If you can’t tell, my point is that the boycott of the Oscars is kinda meaningless, because it’s merely a consequence of the problem, not the problem itself. (Actually, I see two major problems, but I’ll get to that in a minute.) The first problem, which many people more eloquent than I have spoken about, is that there just aren’t enough movies directed by/produced by/starring people who aren’t White and heterosexual. Viola Davis hit the nail on the head when she said, “You cannot win an Emmy for roles that are simply not there.” For an Oscar nominee to say “You can never know if it’s truly the case, but maybe black actors did not deserve to make the final stretch” (I’m looking at you, Charlotte Rampling) ignores the fact that hundreds of movies were made that starred White people, while there were apparently so few movies that featured an all-Black cast that Straight Outta Compton is the only example that people could come up with to show that brown people aren’t getting recognition. So what’s more likely – that Black actors weren’t deserving of nominations, or that there weren’t enough roles available to them that were nomination-worthy?

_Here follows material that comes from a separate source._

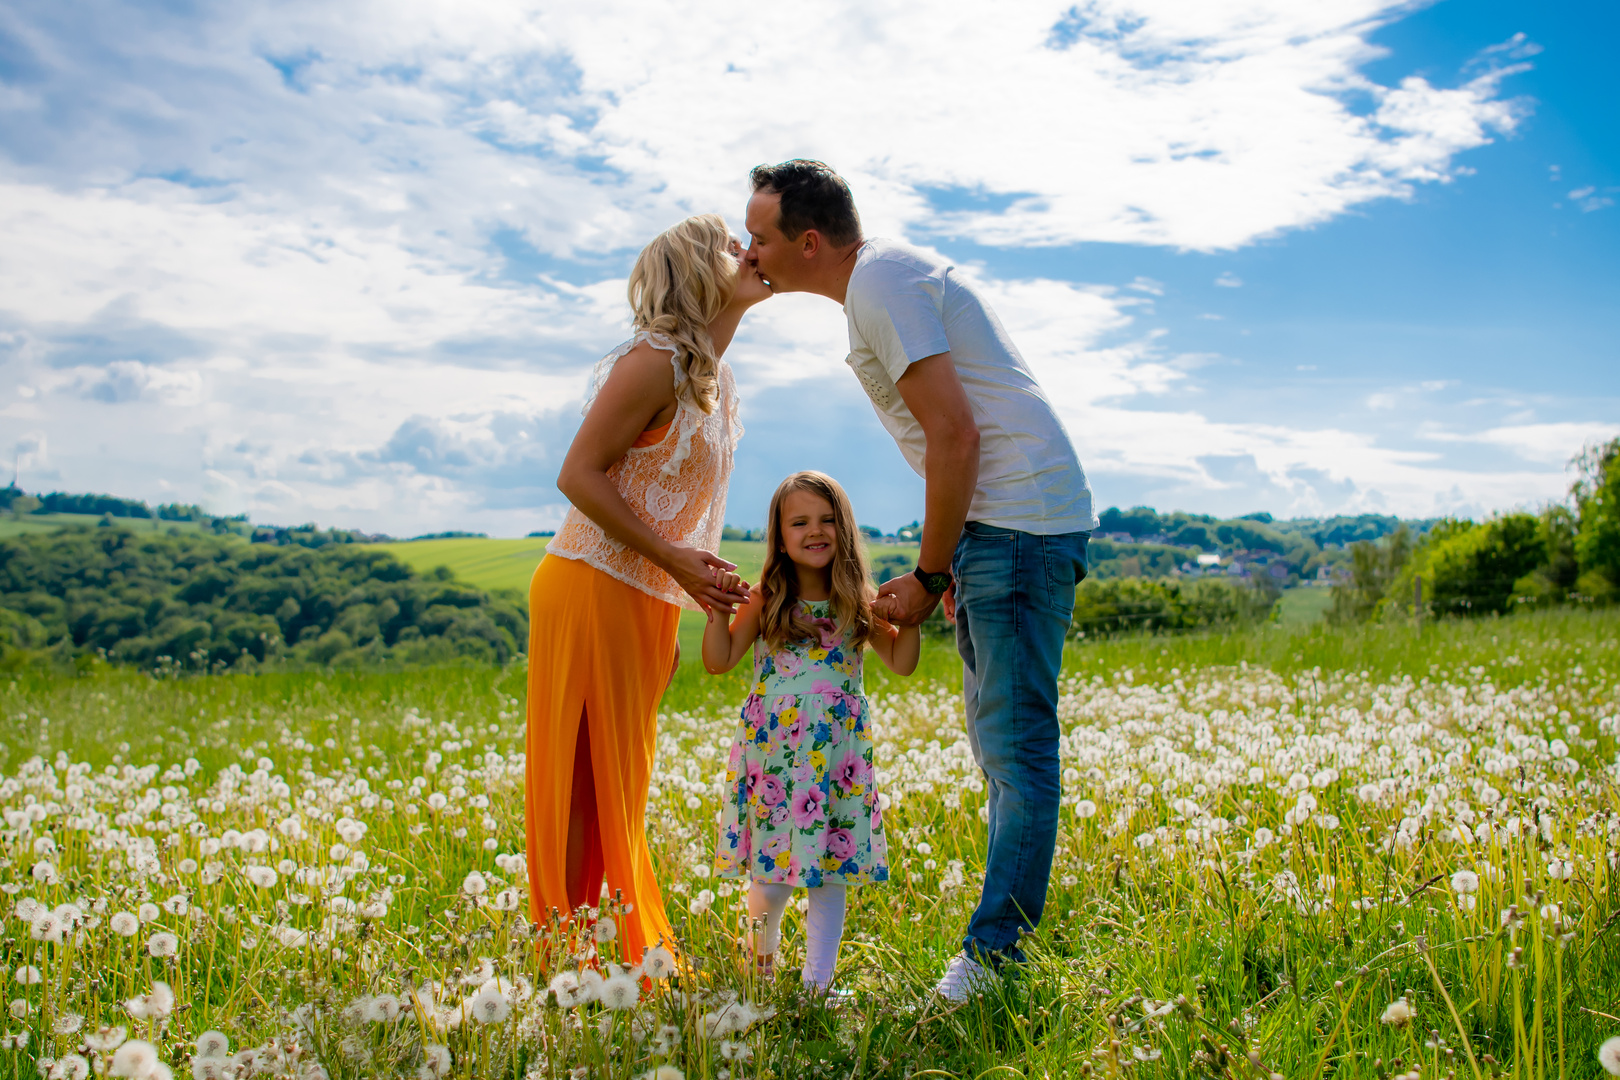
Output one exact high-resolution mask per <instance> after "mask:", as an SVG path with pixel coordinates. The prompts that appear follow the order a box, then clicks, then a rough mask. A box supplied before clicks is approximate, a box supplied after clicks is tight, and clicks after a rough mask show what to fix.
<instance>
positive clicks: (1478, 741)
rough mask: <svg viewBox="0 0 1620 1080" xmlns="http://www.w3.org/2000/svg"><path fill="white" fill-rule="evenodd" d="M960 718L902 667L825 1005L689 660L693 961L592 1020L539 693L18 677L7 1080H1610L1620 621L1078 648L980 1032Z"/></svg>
mask: <svg viewBox="0 0 1620 1080" xmlns="http://www.w3.org/2000/svg"><path fill="white" fill-rule="evenodd" d="M959 685H961V669H959V665H957V664H956V659H954V656H953V654H951V651H949V648H948V646H946V644H943V643H936V641H930V643H928V644H927V651H925V656H923V664H922V669H920V670H919V674H917V677H914V678H909V680H902V678H896V677H891V675H886V674H885V672H883V670H881V667H880V665H878V664H875V662H873V664H872V665H870V667H868V691H870V693H872V698H873V712H872V716H873V722H875V725H876V740H878V769H880V772H878V777H876V782H878V787H880V790H881V793H883V795H885V797H886V798H888V800H889V808H888V811H886V813H885V827H886V831H888V837H889V865H891V871H893V874H891V881H889V882H886V884H881V886H872V887H863V889H859V891H855V894H854V895H852V900H851V912H849V925H847V931H846V942H844V949H842V954H841V962H839V975H838V983H839V986H842V988H846V989H849V991H852V993H854V996H852V997H851V999H849V1001H847V1002H842V1004H838V1006H834V1007H828V1006H826V1002H821V1001H816V999H810V997H807V996H805V994H802V993H800V991H799V989H797V986H795V978H794V975H792V970H794V965H795V963H797V962H799V959H800V949H802V928H800V925H799V918H800V916H799V913H797V910H794V908H789V916H787V926H786V934H784V946H782V947H784V950H786V952H784V955H782V959H781V960H779V963H778V970H779V972H782V976H779V978H778V980H776V981H761V980H758V978H757V976H753V975H748V973H747V972H745V970H744V968H742V967H740V965H739V954H737V946H735V941H737V936H739V904H740V902H742V894H740V892H737V891H735V889H734V887H732V884H731V882H726V881H716V879H714V878H713V876H711V874H710V865H711V858H713V829H714V824H713V823H714V816H716V810H718V801H719V798H721V792H723V790H724V779H726V777H724V764H726V756H727V750H726V746H727V743H729V740H731V737H732V732H734V724H735V721H734V717H735V712H737V706H739V703H740V701H742V695H744V691H745V677H742V675H737V674H732V675H727V677H723V678H708V677H705V675H703V674H701V672H700V670H697V669H693V667H690V665H689V667H685V669H682V672H680V674H679V675H677V677H676V680H674V685H672V687H671V690H669V693H667V696H666V701H664V708H663V716H661V722H659V745H658V763H656V766H654V774H653V789H651V793H650V813H648V839H650V844H651V850H653V858H654V868H656V873H658V876H659V881H661V882H663V884H664V899H666V905H667V908H669V915H671V920H672V923H674V926H676V931H677V934H679V938H680V941H679V946H680V952H682V955H684V957H687V959H690V960H692V968H689V970H687V973H685V975H684V976H682V978H680V983H679V986H676V984H672V983H667V981H651V983H640V984H638V986H635V984H632V986H630V988H625V986H624V984H620V986H619V989H620V991H622V993H624V997H622V1001H620V1002H619V1004H620V1006H622V1004H629V1002H630V999H635V1001H633V1007H630V1009H627V1010H609V1009H606V1007H604V1006H603V1004H601V1002H598V1001H590V999H588V1001H585V1002H583V1004H575V1006H570V1007H559V1002H557V999H556V996H554V994H551V993H548V984H549V983H551V980H554V978H556V976H557V975H559V968H567V970H572V968H575V967H577V963H575V962H572V960H569V962H565V963H561V965H559V963H557V962H552V960H548V959H546V957H552V955H557V954H556V952H543V954H536V952H535V949H533V944H535V942H536V941H538V942H539V944H541V946H544V947H546V949H561V947H562V946H561V941H559V934H557V931H556V929H551V928H548V926H544V925H543V926H539V928H531V926H530V925H528V923H527V921H525V920H523V913H525V912H527V904H525V900H523V897H525V868H523V863H522V860H517V861H514V860H512V858H510V857H512V855H514V853H518V852H522V850H523V776H525V771H523V758H522V751H523V701H522V693H523V667H522V665H520V664H514V665H507V667H502V669H492V667H447V669H420V670H407V672H395V674H379V672H324V674H322V672H303V674H266V675H212V677H193V678H152V677H151V675H144V674H139V672H133V670H128V669H125V670H117V669H107V667H104V665H102V667H92V669H91V670H89V672H87V674H84V675H81V677H52V675H49V674H44V672H18V674H15V677H13V678H10V680H3V682H0V811H3V814H5V823H6V827H5V832H3V834H0V842H3V844H5V848H6V858H5V860H3V861H0V891H3V894H5V895H3V899H0V913H5V915H6V918H5V920H3V925H0V963H5V965H6V972H8V984H10V986H11V989H10V991H8V997H10V999H11V1006H10V1020H8V1027H6V1040H8V1044H10V1046H11V1048H13V1049H0V1062H3V1067H0V1074H3V1075H16V1077H24V1075H26V1077H34V1075H42V1074H44V1072H45V1070H42V1069H37V1067H36V1062H37V1061H39V1059H44V1057H55V1059H63V1056H68V1054H73V1052H76V1051H79V1048H81V1046H83V1041H84V1036H86V1035H94V1036H96V1040H97V1043H100V1040H102V1038H104V1036H102V1035H99V1033H97V1031H99V1030H100V1028H102V1027H104V1025H113V1027H122V1028H125V1031H126V1033H128V1036H130V1038H136V1040H146V1041H151V1043H152V1052H156V1054H157V1056H160V1057H162V1059H164V1061H165V1062H167V1064H168V1065H170V1067H172V1069H173V1070H175V1074H177V1075H180V1074H193V1072H194V1075H219V1074H209V1069H211V1067H209V1065H206V1062H204V1064H201V1065H199V1064H194V1061H193V1044H194V1043H196V1040H198V1036H199V1035H203V1033H206V1031H217V1033H220V1035H224V1038H225V1040H228V1044H230V1048H228V1049H230V1051H232V1052H235V1051H253V1054H254V1056H256V1061H258V1065H256V1069H258V1070H256V1072H254V1074H253V1075H285V1077H313V1075H318V1074H316V1072H314V1070H313V1064H314V1062H319V1065H321V1067H322V1070H324V1074H322V1075H327V1077H330V1078H332V1080H352V1078H353V1080H360V1078H361V1077H364V1078H366V1080H371V1078H373V1077H416V1075H454V1077H491V1078H494V1077H499V1078H502V1080H518V1078H525V1077H536V1078H538V1077H548V1078H557V1080H561V1078H562V1077H565V1075H569V1074H570V1070H580V1072H575V1074H573V1075H582V1077H586V1075H588V1077H603V1078H614V1080H630V1078H632V1077H642V1075H643V1074H648V1072H650V1070H654V1069H661V1067H671V1069H679V1070H680V1072H682V1074H684V1077H687V1078H692V1080H697V1078H703V1080H710V1078H713V1080H721V1078H723V1077H729V1078H731V1080H742V1077H761V1078H766V1077H774V1078H786V1077H805V1078H810V1077H826V1078H833V1077H838V1078H842V1077H881V1078H893V1080H904V1078H906V1077H920V1075H928V1077H940V1078H941V1080H944V1078H948V1077H961V1078H962V1080H970V1078H990V1077H1000V1075H1006V1077H1008V1078H1009V1080H1011V1077H1025V1078H1032V1077H1042V1078H1058V1077H1085V1075H1089V1077H1137V1078H1144V1080H1147V1078H1153V1080H1158V1078H1163V1080H1170V1078H1179V1077H1225V1078H1228V1080H1249V1078H1251V1077H1257V1078H1264V1077H1267V1075H1272V1074H1281V1075H1285V1077H1290V1078H1299V1080H1325V1078H1327V1077H1333V1078H1335V1080H1336V1078H1367V1080H1372V1078H1383V1080H1388V1077H1392V1075H1396V1074H1408V1075H1411V1074H1416V1075H1421V1077H1424V1078H1426V1080H1427V1078H1430V1077H1432V1078H1435V1080H1440V1078H1443V1077H1481V1078H1482V1077H1498V1075H1500V1077H1515V1078H1524V1080H1529V1078H1531V1077H1536V1078H1550V1077H1591V1075H1597V1061H1596V1048H1597V1046H1599V1044H1601V1043H1602V1041H1604V1040H1607V1038H1610V1036H1614V1035H1620V1020H1615V1018H1614V1017H1615V1015H1617V1009H1615V1001H1617V999H1620V934H1617V933H1614V928H1615V926H1617V925H1620V904H1617V887H1620V882H1617V876H1615V870H1614V866H1615V860H1614V853H1612V848H1614V836H1617V832H1615V827H1614V823H1615V821H1617V813H1620V795H1617V790H1615V785H1614V782H1612V779H1610V777H1612V769H1614V764H1612V763H1614V761H1615V751H1617V719H1615V717H1617V714H1620V696H1617V690H1620V612H1614V610H1609V612H1562V610H1552V612H1539V614H1523V615H1515V617H1511V619H1479V620H1471V622H1452V620H1442V622H1439V623H1429V625H1426V627H1424V628H1421V630H1416V628H1413V627H1377V625H1369V627H1354V628H1330V627H1325V625H1320V623H1317V625H1311V627H1304V628H1286V627H1260V628H1254V630H1249V631H1243V633H1233V635H1183V636H1174V638H1153V636H1139V638H1119V640H1111V641H1093V643H1085V644H1072V646H1071V648H1069V649H1068V654H1066V664H1064V682H1063V688H1061V690H1063V696H1061V701H1059V706H1058V716H1059V724H1061V729H1063V735H1064V738H1063V745H1061V755H1063V764H1064V769H1066V771H1064V810H1063V818H1061V824H1059V836H1058V853H1056V861H1055V866H1053V876H1051V889H1050V895H1048V902H1047V910H1045V918H1043V920H1042V926H1040V929H1038V931H1037V933H1035V934H1034V936H1032V938H1029V939H1027V941H1025V950H1027V954H1029V962H1027V963H1025V965H1024V967H1022V968H1021V970H1019V975H1017V978H1016V980H1011V981H1008V983H1004V984H1000V986H998V988H996V989H995V991H993V993H991V994H988V996H987V997H983V999H980V1001H977V1002H972V1004H969V1006H964V1007H959V1009H948V1007H941V1006H940V1004H938V1002H930V1001H928V999H927V997H925V989H927V986H928V984H930V983H932V980H933V978H935V976H936V975H938V972H940V970H941V967H943V965H944V962H946V959H948V957H949V955H951V954H953V952H954V950H956V949H957V944H959V939H961V929H962V925H964V920H966V918H967V913H969V912H970V910H972V907H974V904H975V900H977V886H978V879H980V876H982V873H983V842H985V827H983V821H982V814H983V810H985V800H987V793H985V785H983V780H982V777H980V774H978V772H977V769H975V767H974V761H972V755H970V751H969V746H967V740H966V737H964V730H962V708H961V698H959ZM473 871H476V874H478V876H476V878H471V876H470V874H471V873H473ZM143 905H146V907H143ZM125 934H128V936H125ZM604 936H608V934H604ZM598 949H599V950H598V955H599V957H601V962H611V960H612V957H614V946H612V942H611V941H608V942H604V944H601V946H599V947H598ZM609 973H611V972H609ZM159 983H162V984H164V988H167V991H165V989H164V988H159ZM168 993H172V994H173V999H175V1001H173V1004H178V1006H183V1007H178V1009H177V1007H173V1004H168V996H167V994H168ZM497 999H499V1001H497ZM397 1001H403V1017H402V1018H399V1020H379V1018H377V1017H382V1015H394V1012H395V1009H394V1002H397ZM128 1002H134V1006H133V1007H134V1009H136V1010H138V1012H143V1014H144V1018H133V1017H131V1006H130V1004H128ZM1408 1015H1411V1020H1406V1017H1408ZM24 1031H26V1033H28V1035H29V1040H28V1043H26V1046H23V1048H21V1049H16V1041H15V1036H16V1035H19V1033H24ZM109 1038H110V1036H109ZM445 1054H447V1056H449V1069H442V1070H441V1069H434V1067H429V1065H431V1062H437V1061H442V1059H444V1056H445ZM1246 1059H1247V1061H1246ZM1249 1061H1254V1062H1257V1064H1255V1065H1251V1064H1249ZM1476 1062H1477V1069H1476ZM105 1064H107V1059H105V1054H104V1057H102V1061H100V1062H99V1065H105ZM104 1072H105V1069H102V1067H97V1069H96V1075H102V1074H104ZM70 1075H81V1074H70ZM141 1075H149V1074H141ZM672 1075H674V1074H659V1077H672Z"/></svg>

The second problem is that the people in power only seem okay with recognizing Black actors/actresses when they fall into one of the following categories:

  1. Bad guy: Denzel Washington almost always plays the hero, but the ONE TIME he won an Oscar for best actor was when he was a crooked cop (in Training Day)
  2. Poor: Halle Berry is one of the world’s most beautiful and talented people, yet her Oscar for best actress was for portraying a single mother whose husband was a criminal (in Monster’s Ball)
  3. Being saved by white people: I really enjoyed The Help, but there HAVE to be more stories about Black women that don’t involve them being maids

This happens because people gravitate toward things that affirm the views they already hold (whether consciously or unconsciously). As a result, someone like Michael B. Jordan doesn’t get nominated for his starring role in Creed, likely because the character didn’t struggle with anything that had to do with being Black, and therefore doesn’t match up with the ideas that many individuals have regarding Black people. Meanwhile, Sylvester Stallone gets nominated for – you guessed it – helping out the Black kid.

All that being said, the only solution I see is for all of us to ignore Stacey Dash and keep sharing our stories in whatever venue we can, with anyone who will listen, because we have to fill that candy dispenser with things we actually want to eat and not accept the lie that there is no other type of candy worth liking.